夜半、ふと眼がさめた。ああ、佐渡だ、と思った。波の音が、どぶんどぶんと聞える。遠い孤島の宿屋に、いま寝ているのだという感じがはっきり来た。眼が冴さえてしまって、なかなか眠られなかった。謂わば、「死ぬほど淋しいところ」の酷烈な孤独感をやっと捕えた。おいしいものではなかった。やりきれないものであった。けれども、これが欲しくて佐渡までやって来たのではないか。うんと味わえ。もっと味わえ。床の中で、眼をはっきり開いて、さまざまの事を考えた。自分の醜さを、捨てずに育てて行くより他は、無いと思った。障子が薄蒼くなって来る頃まで、眠らずにいた。

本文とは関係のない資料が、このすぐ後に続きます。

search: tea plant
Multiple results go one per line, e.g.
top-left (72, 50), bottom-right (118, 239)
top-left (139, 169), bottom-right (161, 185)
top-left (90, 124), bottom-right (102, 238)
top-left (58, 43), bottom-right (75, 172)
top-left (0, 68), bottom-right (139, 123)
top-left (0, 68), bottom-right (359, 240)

佐渡には何も無い。あるべき筈はないという事は、なんぼ愚かな私にでも、わかっていた。けれども、来て見ないうちは、気がかりなのだ。見物の心理とは、そんなものではなかろうか。大袈裟に飛躍すれば、この人生でさえも、そんなものだと言えるかも知れない。見てしまった空虚、見なかった焦躁不安、それだけの連続で、三十歳四十歳五十歳と、精一ぱいあくせく暮して、死ぬるのではなかろうか。私は、もうそろそろ佐渡をあきらめた。(中略)白昼の相川のまちは、人ひとり通らぬ。まちは知らぬ振りをしている。何しに来た、という顔をしている。ひっそりという感じでもない。がらんとしている。ここは見物に来るところでない。まちは私に見むきもせず、自分だけの生活をさっさとしている。私は、のそのそ歩いている自分を、いよいよ恥ずかしく思った。

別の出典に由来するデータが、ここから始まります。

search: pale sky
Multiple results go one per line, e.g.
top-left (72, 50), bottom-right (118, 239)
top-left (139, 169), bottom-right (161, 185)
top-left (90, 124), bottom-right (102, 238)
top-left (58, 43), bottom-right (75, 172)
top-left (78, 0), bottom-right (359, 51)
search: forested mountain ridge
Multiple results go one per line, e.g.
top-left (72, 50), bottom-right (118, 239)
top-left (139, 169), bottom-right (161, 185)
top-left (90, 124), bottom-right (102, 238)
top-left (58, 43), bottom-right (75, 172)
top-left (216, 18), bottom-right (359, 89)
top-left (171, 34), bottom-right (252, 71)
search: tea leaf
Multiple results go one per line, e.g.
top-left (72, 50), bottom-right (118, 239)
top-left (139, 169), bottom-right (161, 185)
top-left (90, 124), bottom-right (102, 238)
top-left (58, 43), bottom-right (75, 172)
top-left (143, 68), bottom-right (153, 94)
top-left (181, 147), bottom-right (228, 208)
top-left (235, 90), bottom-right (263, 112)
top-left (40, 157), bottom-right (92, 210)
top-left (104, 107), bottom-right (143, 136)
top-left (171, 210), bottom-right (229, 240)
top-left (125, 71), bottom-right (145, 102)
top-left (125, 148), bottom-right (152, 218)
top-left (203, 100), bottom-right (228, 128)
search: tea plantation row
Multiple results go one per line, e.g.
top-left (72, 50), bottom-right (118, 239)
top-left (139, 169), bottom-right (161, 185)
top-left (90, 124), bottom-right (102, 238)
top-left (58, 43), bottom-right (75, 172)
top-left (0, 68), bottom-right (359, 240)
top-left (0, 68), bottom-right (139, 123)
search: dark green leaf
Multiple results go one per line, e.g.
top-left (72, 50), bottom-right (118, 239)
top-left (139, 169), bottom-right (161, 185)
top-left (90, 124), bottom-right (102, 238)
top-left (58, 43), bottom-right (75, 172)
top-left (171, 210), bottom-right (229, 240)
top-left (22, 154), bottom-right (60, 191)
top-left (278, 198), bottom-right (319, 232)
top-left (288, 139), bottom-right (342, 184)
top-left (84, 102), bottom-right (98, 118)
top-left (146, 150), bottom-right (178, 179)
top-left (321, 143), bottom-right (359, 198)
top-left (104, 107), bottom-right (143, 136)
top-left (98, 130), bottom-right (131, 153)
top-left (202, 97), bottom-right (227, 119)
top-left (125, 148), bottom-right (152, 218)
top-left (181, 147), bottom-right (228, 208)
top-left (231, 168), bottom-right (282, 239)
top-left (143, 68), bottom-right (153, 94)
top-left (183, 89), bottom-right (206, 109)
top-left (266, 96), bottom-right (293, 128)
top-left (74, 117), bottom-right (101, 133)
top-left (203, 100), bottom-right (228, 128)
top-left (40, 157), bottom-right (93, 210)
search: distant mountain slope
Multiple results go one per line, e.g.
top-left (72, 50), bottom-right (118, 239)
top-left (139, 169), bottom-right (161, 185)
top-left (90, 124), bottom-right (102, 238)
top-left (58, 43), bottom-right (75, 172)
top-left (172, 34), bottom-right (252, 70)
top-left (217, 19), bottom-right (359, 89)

こうした如何にも太宰らしい心象風景が連綿と描かれているのだが、「佐渡には何も無い」し、「死ぬほど淋しいところ」だと繰り返し書かれているようなエッセーを、佐渡の人は余り読みたくもなかろう。余計なお世話だと思ったかもしれない(笑)。旅館の女中や、夜に出掛けた料亭の女給にも好印象は抱かなかったようで、その所為か、文末には作者後記として「旅館、料亭の名前は、すべて変名を用いた」とわざわざ書かれている。何ともあしざまに書いたので、太宰もさすがに気になったのであろう(笑)。

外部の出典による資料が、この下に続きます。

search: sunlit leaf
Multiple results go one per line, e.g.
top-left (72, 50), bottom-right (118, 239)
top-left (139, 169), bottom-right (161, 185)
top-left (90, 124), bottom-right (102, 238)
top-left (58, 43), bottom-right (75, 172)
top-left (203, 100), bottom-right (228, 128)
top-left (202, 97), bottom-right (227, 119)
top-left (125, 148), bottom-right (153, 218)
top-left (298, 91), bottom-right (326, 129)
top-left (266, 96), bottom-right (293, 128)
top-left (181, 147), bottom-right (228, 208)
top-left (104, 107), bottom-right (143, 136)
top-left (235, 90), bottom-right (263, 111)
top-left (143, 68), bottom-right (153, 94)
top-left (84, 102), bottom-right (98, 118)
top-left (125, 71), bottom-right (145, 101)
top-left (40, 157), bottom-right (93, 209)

太宰のことだから、もしも佐渡の女性に好印象を抱くことができたのであれば、印象はもう少し違ったものとなったのかもしれない。これは私の勝手な思い込みではあるのだが…。旅の印象は、出掛けた場所の風物や飲み食いしたものに大きく影響されるのは言うまでもなかろうが、土地の人の印象にも結構影響されるところがある。私なども、ちょっとした言葉の遣り取りに心が和むことがよくある。太宰のような寂しがり屋であれば、尚更であろう。
●井上靖の場合-難行苦行の佐渡-
先の『ふるさと文学館』の新潟編には、井上靖の「大佐渡小佐渡」も収録されている。この紀行文もなかなか面白かった。私はこれを『ふるさと文学館』でではなく、岩波書店の同時代ライブラリーの一冊に収められた彼の『日本紀行』(1993年)で読んだ。この紀行文は、彼が1953年に冬の佐渡を見るために出掛けた時のものである。同行したのは、評論家の福田恆存と文藝春秋社の社員である田川氏の3人である。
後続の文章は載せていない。